A couple of weeks ago I wrote about rewriting my LLM gateway to bring it from MVP to production. The architectural claims were; multi-tenancy, hybrid inference , sub-5ms overhead. So I benchmarked it on an H100 against a naive HuggingFace serving baseline. This post covers how my architectural decisions affected the numbers and what the numbers actually mean.

Highlights

  • At concurrency 4, 100% success on both sides: Gateway delivers responses 4.91× faster end-to-end and 5.66× higher throughput — pure architectural win from continuous batching

  • At concurrency 1: Gateway shows 60–67× faster TTFT — but this number bundles two things (streaming + inference), and the post explains both honestly

  • At concurrency 16 sustained: Gateway returns HTTP 429 to 92% of requests by design — that's the rate limiter doing its job, not a system failure

  • Tested on H100 80GB serving Qwen 2.5 7B with vLLM AWQ vs HF Transformers fp16, both serving the same model

The headline here is not the 60x finding. It's the 4.91× total speedup at c=4 with 100% success on both sides — the cleanest architectural result in the dataset.

How to Read These Numbers

TTFT measurement asymmetry between targets.

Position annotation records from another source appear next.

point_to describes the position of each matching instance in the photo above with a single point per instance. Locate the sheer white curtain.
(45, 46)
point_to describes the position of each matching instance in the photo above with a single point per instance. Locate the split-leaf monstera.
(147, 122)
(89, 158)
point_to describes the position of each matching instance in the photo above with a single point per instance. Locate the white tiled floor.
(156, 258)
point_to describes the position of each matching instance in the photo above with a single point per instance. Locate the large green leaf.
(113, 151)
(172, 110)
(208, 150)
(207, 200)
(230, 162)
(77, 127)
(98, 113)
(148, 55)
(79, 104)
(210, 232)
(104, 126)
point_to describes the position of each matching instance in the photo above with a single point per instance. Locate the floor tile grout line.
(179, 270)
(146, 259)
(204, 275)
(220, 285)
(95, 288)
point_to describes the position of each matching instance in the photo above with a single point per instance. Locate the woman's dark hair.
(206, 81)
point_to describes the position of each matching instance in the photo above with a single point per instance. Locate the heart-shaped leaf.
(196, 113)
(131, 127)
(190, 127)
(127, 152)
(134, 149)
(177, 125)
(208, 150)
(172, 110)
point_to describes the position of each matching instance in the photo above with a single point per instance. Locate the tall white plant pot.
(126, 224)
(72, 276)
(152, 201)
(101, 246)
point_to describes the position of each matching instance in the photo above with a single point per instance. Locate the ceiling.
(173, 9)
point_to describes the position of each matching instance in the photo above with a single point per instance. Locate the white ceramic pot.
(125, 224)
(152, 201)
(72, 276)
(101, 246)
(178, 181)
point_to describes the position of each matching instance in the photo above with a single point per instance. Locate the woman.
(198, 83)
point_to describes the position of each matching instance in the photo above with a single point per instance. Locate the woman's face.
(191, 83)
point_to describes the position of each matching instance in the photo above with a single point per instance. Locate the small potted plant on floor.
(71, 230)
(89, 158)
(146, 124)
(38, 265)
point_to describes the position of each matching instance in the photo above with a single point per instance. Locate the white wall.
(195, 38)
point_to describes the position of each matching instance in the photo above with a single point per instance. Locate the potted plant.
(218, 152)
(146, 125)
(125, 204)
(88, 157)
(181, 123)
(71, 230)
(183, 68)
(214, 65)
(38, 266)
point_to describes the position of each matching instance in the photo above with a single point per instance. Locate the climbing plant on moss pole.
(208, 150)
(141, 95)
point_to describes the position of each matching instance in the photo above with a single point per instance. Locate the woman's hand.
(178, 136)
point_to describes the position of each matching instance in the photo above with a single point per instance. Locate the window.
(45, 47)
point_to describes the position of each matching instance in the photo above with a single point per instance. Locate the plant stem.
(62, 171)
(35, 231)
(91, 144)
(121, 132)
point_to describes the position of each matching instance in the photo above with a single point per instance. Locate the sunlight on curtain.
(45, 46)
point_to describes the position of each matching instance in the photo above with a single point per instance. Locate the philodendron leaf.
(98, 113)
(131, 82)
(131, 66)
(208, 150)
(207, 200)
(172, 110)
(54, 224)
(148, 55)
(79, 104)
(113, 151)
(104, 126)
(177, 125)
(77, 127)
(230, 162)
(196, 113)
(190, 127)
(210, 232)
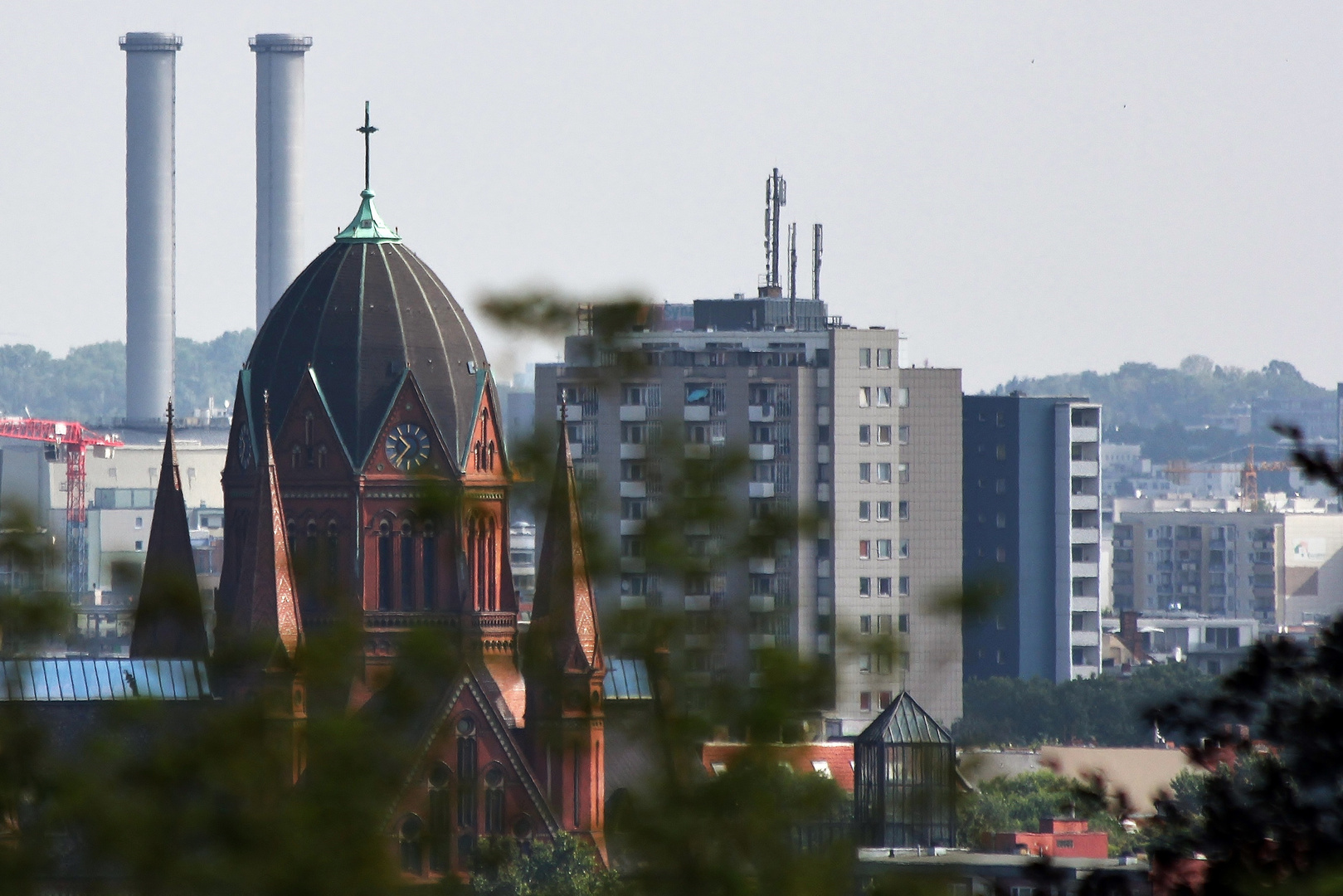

The gateway streams responses via Server-Sent Events; TTFT measures true time-to-first-token. The baseline returns non-streaming JSON; for non-streaming targets, TTFT equals total response time because nothing reaches the client until generation completes. This means the dramatic TTFT speedups (60–67×) reflect two combined architectural choices, not just inference engine differences:

  • Streaming response delivery — the gateway shows partial output immediately; the baseline doesnt respond until generation completes

  • Inference optimization — vLLM AWQ generates ~1.3× more tokens per second than HF Transformers fp16 on the same H100 The Total speedup is the apples-to-apples inference comparison after streaming differences wash out.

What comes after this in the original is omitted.